Further Outstanding Drill Results from Alphamin's Bisie Tin Project, Democratic Republic of the Congo

VANCOUVER, BRITISH COLUMBIA--(Marketwired - Sept. 10, 2013) -


  • Infill resource drilling programme completed at Gecomines (28 holes for 3,701m)

  • Significant assay results include

    • 15m @ 7.94% Sn from 171m and 7.65m @ 9.4% Sn from 192m

    • 14m @ 7.13% Sn from 121m, including 3.5m @ 26.54% Sn from 127m

    • 17m @ 6.78% Sn from 185m, including 4.35m @ 18.62% Sn from 186m

    • 28.5m @ 3.31% Sn from 91.5m, including 6m @ 5.02% Sn from 102.5m

    • 29m @ 3.30% Sn from 165m, including 11m @ 6.06% Sn from 176m

    • 21m @ 2.36% Sn from 133m, including 10m @ 3.76% Sn from 133m

  • Infill drilling was completed on a 50m x 40-50m grid down to depths of 220m

  • Tin mineralisation has a strong chute geometry with high grade chutes interpreted to plunge to the north

  • Highly positive results reported for tin deportment and metallurgical studies

  • National Instrument 43-101 maiden resource estimate expected before end of third Quarter

  • Preliminary Economic Assessment (PEA) expected during fourth Quarter, 2013

Alphamin Resources Corp (TSX VENTURE:AFM) ("Alphamin" or the "Company") is pleased to announce that it has completed an infill resource drilling programme at the Gecomines target on its wholly owned Bisie Tin Prospect (Bisie Project) in east central Democratic Republic of the Congo (DRC). A total of 3,701 meters were completed from 28 drill holes (including 1 re-drill) and tested 275m of strike. All results have been reported and a maiden resource estimate is expected before the end of the third Quarter, 2013.

Highly significant drill results are shown in the drill hole locality map in Figure 1 and summarized in Table 1. These results included:

  • 28.5m @ 3.31% Sn from 91.5m including 6m @ 5.02% Sn from102.5m in BGC023;
  • 21m @ 2.36% Sn from 133m including 10m @ 3.76% Sn from 133m in BGC024;
  • 14.55m @ 2.22% Sn from 97.45m in BGC025;
  • 14m @ 7.13% Sn from 121m including 3.5m @ 26.54% Sn from 127m in BGC026;
  • 16m @ 1.46% Sn from 125m including 7.5m @ 2.91% Sn from 125.5m in BGC027;
  • 15m @ 7.94% Sn from 171m and 7.65m @ 9.4% Sn from 192m in BGC034;
  • 29m @ 3.3% Sn from 165m including 11m @ 6.06% Sn from 176m in BGC035;
  • 17m @ 3.27% Sn from 133m in BGC036;
  • 17m @ 6.78% Sn from 185m including 4.35m @ 18.62% Sn from186m in BGC037.
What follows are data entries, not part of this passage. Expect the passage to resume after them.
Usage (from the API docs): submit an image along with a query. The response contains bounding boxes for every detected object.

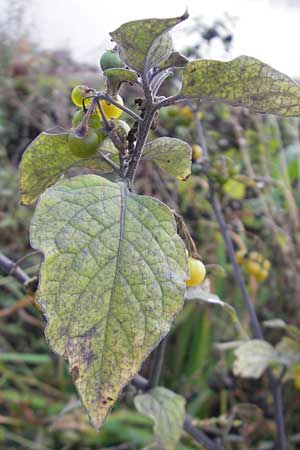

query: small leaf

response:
[159,52,189,70]
[185,285,249,340]
[20,132,112,205]
[179,56,300,116]
[223,178,246,200]
[134,387,185,450]
[276,336,300,367]
[103,69,137,95]
[110,13,188,72]
[31,175,187,428]
[233,339,280,378]
[143,137,192,180]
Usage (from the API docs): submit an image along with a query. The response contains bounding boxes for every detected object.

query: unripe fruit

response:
[192,144,203,161]
[71,84,92,108]
[100,50,124,72]
[235,250,247,265]
[245,260,261,278]
[185,256,206,286]
[100,95,124,120]
[68,128,101,158]
[72,109,102,128]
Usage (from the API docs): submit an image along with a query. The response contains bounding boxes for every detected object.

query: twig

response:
[0,254,30,284]
[131,375,224,450]
[149,338,167,388]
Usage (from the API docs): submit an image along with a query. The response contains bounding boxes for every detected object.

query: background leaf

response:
[179,56,300,116]
[134,387,185,450]
[143,137,192,180]
[233,339,280,378]
[31,175,187,428]
[110,13,188,72]
[20,132,112,205]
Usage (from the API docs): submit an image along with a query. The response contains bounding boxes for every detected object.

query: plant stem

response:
[209,181,287,450]
[149,337,167,388]
[131,375,224,450]
[97,92,142,122]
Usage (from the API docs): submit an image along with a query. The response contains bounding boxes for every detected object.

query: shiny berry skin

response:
[185,256,206,286]
[72,109,102,128]
[68,128,101,158]
[71,84,92,108]
[100,95,124,120]
[100,50,124,72]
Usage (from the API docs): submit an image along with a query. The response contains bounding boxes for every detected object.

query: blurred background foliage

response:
[0,4,300,450]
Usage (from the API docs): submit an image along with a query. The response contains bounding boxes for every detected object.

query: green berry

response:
[68,128,100,158]
[100,50,124,71]
[72,109,102,128]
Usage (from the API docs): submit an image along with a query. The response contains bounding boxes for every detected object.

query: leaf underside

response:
[31,175,187,429]
[142,137,192,180]
[20,132,112,205]
[110,13,188,72]
[134,387,185,450]
[179,56,300,116]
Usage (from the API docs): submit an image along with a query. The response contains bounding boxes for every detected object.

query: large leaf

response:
[143,137,192,180]
[233,339,282,378]
[179,56,300,116]
[110,13,188,72]
[31,175,187,428]
[20,132,112,205]
[103,68,137,95]
[134,387,185,450]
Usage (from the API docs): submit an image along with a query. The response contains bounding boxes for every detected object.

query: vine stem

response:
[149,337,167,388]
[131,375,224,450]
[209,172,287,450]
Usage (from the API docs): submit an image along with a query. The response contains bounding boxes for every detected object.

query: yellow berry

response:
[185,256,206,286]
[256,269,269,281]
[71,84,92,108]
[235,250,247,265]
[262,259,271,272]
[100,95,124,120]
[245,260,261,278]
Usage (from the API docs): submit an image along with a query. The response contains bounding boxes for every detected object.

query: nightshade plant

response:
[20,10,300,449]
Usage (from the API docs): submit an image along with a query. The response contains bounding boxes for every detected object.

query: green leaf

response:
[134,387,185,450]
[110,13,188,72]
[223,178,246,200]
[233,339,281,378]
[179,56,300,116]
[103,69,137,95]
[20,132,112,205]
[31,175,187,428]
[185,286,249,340]
[143,137,192,180]
[159,52,189,70]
The best intercepts were from the four deepest holes (BGC034, 035, 036 and 037) completed during the programme. A photograph of a massive botryoidal wood tin vein intercepted in BGC037 is shown in Figure 4. The same vein was intercepted in BGC035 drilled 50m to the south.

Tin mineralization has a strong chute geometry with an apparent plunge to the north. The intersections reported for BGC031 and BGC034 confirms mineralization is open to the north at depth even though significant mineralization reported from shallow holes BGC012 (6m @ 0.11% Sn), BGC029 (3m @ 0.4% Sn) and BGC030 (6.4m @ 0.28% Sn) drilled above BGC034 as shown in section in Figure 2.
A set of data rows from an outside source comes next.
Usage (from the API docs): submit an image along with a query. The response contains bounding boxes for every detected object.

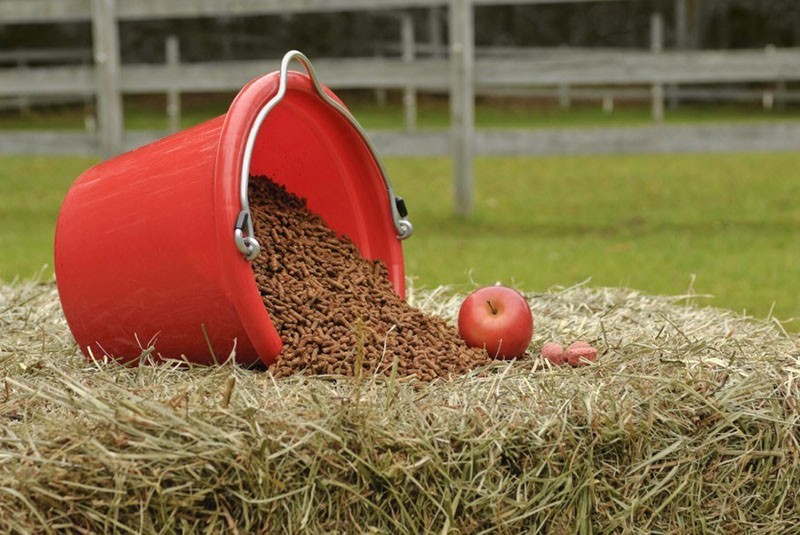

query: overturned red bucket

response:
[55,51,412,365]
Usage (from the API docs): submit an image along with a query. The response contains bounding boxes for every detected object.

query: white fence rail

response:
[0,0,800,214]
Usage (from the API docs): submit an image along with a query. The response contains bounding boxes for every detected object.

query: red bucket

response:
[55,51,411,365]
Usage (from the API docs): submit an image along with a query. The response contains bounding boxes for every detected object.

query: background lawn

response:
[0,150,800,330]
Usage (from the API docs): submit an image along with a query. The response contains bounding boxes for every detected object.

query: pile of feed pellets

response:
[249,176,490,381]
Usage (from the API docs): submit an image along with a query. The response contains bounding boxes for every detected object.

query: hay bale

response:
[0,284,800,533]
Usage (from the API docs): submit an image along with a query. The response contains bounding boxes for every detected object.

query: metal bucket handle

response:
[233,50,414,261]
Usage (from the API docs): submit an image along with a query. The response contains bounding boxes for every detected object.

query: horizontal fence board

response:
[6,49,800,96]
[6,49,800,96]
[0,65,97,96]
[0,122,800,157]
[122,58,448,93]
[475,122,800,156]
[475,48,800,85]
[0,0,630,24]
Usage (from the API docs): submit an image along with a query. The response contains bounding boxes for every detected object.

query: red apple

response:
[458,285,533,359]
[566,342,597,366]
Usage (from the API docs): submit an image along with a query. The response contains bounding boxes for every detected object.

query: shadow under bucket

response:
[55,51,411,366]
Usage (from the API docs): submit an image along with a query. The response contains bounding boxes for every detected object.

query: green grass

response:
[0,156,95,280]
[387,154,800,324]
[0,154,800,324]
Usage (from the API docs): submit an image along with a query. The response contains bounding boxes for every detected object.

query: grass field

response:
[0,154,800,330]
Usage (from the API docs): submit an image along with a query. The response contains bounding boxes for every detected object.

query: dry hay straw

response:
[0,283,800,533]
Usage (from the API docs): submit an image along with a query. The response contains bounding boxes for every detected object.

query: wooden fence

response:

The Company is confident of identifying significant high grade mineralisation down to considerable depths and it believes that only the upper portion of the mineralised body has been drilled to date.
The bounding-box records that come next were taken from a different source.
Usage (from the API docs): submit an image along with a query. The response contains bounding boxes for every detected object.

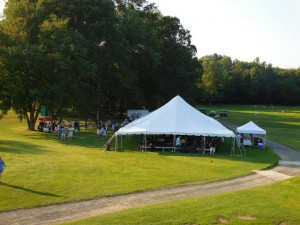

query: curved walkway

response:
[0,124,300,225]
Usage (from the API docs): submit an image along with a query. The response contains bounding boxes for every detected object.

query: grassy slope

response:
[62,176,300,225]
[0,111,278,211]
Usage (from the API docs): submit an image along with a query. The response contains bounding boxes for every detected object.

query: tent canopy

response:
[236,121,267,135]
[116,95,235,137]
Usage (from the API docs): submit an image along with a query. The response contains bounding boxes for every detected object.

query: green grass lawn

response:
[197,105,300,151]
[0,113,278,211]
[61,176,300,225]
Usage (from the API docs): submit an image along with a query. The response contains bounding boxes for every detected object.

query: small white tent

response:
[116,95,235,137]
[236,121,267,145]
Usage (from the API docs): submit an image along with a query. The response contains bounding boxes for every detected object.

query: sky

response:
[0,0,300,69]
[149,0,300,69]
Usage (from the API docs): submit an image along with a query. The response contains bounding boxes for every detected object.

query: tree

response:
[0,0,94,130]
[200,54,231,105]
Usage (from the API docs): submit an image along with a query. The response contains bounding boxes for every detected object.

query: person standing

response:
[0,155,5,183]
[175,136,181,152]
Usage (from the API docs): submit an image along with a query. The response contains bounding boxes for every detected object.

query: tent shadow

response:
[0,140,50,154]
[0,183,67,198]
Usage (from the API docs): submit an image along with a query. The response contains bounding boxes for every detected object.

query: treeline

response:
[0,0,300,130]
[199,54,300,105]
[0,0,201,130]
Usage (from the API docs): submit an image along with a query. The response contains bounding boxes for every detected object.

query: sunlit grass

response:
[197,105,300,151]
[0,113,278,211]
[61,177,300,225]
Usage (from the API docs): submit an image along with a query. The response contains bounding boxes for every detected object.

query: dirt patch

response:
[237,215,257,220]
[217,217,229,224]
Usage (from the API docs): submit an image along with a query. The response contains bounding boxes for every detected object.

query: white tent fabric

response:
[116,95,235,137]
[236,121,267,135]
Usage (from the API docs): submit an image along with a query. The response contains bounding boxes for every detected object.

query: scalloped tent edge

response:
[106,95,235,150]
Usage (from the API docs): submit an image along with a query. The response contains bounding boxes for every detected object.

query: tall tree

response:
[0,0,94,130]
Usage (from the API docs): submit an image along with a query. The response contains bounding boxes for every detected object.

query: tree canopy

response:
[0,0,201,130]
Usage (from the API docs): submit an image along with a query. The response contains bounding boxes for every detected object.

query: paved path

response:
[0,121,300,225]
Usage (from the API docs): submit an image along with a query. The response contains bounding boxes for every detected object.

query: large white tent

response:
[116,96,235,137]
[236,121,267,144]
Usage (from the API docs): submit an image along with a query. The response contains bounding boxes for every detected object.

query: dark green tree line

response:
[0,0,201,130]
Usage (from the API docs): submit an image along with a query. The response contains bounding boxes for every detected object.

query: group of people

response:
[139,135,222,155]
[55,120,80,139]
[38,119,81,139]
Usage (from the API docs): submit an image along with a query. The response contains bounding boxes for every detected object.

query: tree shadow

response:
[0,182,67,198]
[0,140,50,154]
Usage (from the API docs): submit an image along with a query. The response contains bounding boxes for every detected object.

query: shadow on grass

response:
[0,183,67,198]
[0,140,50,154]
[27,132,106,148]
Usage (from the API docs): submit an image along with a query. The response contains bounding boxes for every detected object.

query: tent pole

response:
[115,135,118,151]
[121,136,123,148]
[144,134,147,151]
The drilling programme was completed on time and under budget by African Drilling. The MSA Group of Johannesburg, South Africa, will now conduct a Maiden NI43-101 Resource Estimate, expected to be completed by the end of the third Quarter. MSA have also been contracted to conduct a Preliminary Economic Assessment (PEA) scheduled for completion during the fourth Quarter, 2013. Both drill rigs are currently undergoing maintenance in preparation for a metallurgical and infill drilling programme required to convert identified mineral resources into an indicated category. The required drill spacing will be determined during the resource estimation.

Tin Mineralisation

Tin mineralisation at Gecomines has been confirmed over 275m from drilling and is open at depths below 200m. The host rock is generally a chloritic, garnetiferous amphibolite unit within felsic mica schists shown in section in Figures 2 and 3. Occasionally cassiterite bands are developed in the footwall schists in close proximity to the amphibolites where chlorite alteration is less intense. The amphibolite unit is consistently 20-25m thick although in some drill holes the unit and corresponding tin mineralisation might be less due to faulting or quartz veining.

Tin Deportment and Metallurgical Studies

Tin deportment and metallurgical studies were carried out on a 65kg sample of mineralised amphibolite from Bisie. Results of the studies were highly positive with the predominant tin mineral being cassiterite hosted in chlorite schist. The tin is deported evenly throughout the various feed size fractions and no significant upgrading is achieved by screening. The average cassiterite mineralization is relatively coarse at 0.2-0.3 mm. Liberation is partially achieved by crushing and subsequent gravity concentration which would result in a 50 % yield. Rod milling and flotation of the gravity tails would increase the overall yield to 85 %.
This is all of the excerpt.